Evie watched as Moonbeam did the same – a little more delicately. ‘It must be wonderful being a fairy,’ she sighed. ‘Though I expect you have to work really hard in fairyland, making magic potions and things to help people, don’t you?’
‘Oh, no,’ Star mumbled through a mouthful of chocolate. ‘Mostly what keeps us busy is all the parties we have to go to.’
‘Parties? ’
‘That’s right,’ Moonbeam agreed, tearing a scrap of coloured tissue paper from the inside of the chocolate box and using it to dab the corners of her mouth. ‘We have to make a different party dress for each party and it takes ages to sew on all the sequins.

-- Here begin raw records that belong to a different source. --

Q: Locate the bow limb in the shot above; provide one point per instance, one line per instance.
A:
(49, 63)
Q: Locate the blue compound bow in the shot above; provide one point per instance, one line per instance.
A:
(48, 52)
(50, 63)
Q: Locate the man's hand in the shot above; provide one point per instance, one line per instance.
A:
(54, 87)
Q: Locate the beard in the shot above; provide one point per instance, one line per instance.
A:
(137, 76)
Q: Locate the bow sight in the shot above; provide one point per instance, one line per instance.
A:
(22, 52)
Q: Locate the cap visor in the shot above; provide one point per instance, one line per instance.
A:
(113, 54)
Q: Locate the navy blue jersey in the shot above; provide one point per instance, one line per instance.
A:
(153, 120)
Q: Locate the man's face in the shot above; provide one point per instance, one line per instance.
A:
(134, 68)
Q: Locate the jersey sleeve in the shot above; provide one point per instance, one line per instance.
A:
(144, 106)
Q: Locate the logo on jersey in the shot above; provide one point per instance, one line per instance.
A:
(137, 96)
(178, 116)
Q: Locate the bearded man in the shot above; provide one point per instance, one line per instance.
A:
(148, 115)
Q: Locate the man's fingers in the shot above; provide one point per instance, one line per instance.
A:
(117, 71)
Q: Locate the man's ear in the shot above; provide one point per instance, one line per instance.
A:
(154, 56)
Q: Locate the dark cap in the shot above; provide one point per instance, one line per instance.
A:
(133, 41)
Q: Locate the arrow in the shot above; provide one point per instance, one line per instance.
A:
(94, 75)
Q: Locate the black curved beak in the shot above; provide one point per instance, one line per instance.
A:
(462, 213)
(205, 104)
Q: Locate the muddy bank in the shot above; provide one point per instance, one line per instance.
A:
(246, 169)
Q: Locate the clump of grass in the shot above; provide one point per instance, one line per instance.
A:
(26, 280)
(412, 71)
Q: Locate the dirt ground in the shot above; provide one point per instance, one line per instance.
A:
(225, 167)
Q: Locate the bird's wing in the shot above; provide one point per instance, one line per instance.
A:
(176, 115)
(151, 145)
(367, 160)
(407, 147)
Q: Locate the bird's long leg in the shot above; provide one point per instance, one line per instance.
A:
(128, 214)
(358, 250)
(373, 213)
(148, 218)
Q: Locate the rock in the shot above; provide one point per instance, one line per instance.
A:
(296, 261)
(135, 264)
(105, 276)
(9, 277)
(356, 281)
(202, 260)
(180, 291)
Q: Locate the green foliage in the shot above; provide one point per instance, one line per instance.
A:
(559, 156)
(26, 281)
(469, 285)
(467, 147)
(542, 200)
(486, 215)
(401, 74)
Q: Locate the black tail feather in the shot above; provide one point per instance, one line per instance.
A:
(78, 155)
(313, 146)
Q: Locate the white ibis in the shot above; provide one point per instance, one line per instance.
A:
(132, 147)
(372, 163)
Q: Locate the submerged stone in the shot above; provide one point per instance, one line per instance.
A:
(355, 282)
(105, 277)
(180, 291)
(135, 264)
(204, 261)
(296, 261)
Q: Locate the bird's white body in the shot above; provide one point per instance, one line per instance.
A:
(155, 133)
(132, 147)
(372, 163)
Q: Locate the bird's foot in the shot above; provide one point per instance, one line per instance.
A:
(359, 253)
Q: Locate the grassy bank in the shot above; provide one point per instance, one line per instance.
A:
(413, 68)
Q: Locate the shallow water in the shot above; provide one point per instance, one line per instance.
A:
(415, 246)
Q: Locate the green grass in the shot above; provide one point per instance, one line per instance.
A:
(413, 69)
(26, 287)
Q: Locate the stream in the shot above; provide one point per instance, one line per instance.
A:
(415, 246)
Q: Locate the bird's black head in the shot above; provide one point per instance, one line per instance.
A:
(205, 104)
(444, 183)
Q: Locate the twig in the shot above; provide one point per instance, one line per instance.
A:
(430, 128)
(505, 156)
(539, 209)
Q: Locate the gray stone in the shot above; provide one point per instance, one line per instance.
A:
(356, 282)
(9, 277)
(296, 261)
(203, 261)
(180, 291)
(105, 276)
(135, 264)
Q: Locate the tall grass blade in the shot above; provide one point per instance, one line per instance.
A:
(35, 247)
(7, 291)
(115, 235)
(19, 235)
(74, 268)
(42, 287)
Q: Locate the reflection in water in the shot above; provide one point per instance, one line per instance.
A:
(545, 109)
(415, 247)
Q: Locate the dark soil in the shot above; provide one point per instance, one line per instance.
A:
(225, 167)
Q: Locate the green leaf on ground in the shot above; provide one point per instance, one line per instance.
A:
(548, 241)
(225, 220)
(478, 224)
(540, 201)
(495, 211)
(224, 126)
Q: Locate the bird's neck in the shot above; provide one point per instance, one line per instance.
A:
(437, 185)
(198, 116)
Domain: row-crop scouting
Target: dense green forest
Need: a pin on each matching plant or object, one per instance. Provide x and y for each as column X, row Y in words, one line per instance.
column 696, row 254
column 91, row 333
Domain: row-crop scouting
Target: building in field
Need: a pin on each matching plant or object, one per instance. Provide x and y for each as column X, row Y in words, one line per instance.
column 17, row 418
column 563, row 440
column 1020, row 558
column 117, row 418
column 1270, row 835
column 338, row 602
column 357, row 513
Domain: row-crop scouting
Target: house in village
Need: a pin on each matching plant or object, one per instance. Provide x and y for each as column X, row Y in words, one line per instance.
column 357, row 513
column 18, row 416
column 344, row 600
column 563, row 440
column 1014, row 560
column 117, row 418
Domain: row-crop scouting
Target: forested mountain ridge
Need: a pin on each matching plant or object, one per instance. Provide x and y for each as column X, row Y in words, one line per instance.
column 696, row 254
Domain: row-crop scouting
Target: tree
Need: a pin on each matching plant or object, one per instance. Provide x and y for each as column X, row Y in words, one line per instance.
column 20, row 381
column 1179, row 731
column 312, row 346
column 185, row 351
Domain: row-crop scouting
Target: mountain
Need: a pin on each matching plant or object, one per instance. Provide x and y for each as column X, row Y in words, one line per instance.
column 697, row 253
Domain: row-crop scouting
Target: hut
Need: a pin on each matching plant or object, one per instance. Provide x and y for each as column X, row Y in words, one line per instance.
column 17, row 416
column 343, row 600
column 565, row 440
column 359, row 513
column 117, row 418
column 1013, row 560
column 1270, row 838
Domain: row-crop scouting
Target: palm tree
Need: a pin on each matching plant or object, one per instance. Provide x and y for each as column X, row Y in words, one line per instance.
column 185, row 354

We could make our dresses sparkle with fairy dust if we wanted, but Queen Celeste says that would be a waste of good magic.’
As Moonbeam talked, Star was looking out over the garden warily, as if she expected a flower fairy to come and snatch the violet creams away from them at any minute. ‘You know, I think it would be safer if we brought these chocolates inside and shut the window.’
‘Don’t worry, I won’t let the flower fairies have any,’ Evie said, smiling. She brought the violet creams back inside and the two fairies followed.
‘We’d better be getting back now,’ Moonbeam said. ‘Queen Celeste doesn’t like us keeping humans awake in the middle of the night for too long – she says it makes them grumpy.’
‘Oh – please don’t go yet!’
‘We’ll come back and visit you again soon,’ Moonbeam promised.
Star was already lifting up the covers at the top of the bed to create the mouth of a cave for herself and Moonbeam to fly inside.
‘Where do you go when you get to the bottom of the bed?’ Evie asked them.
‘Dreamland, of course!’ And they both disappeared under the covers.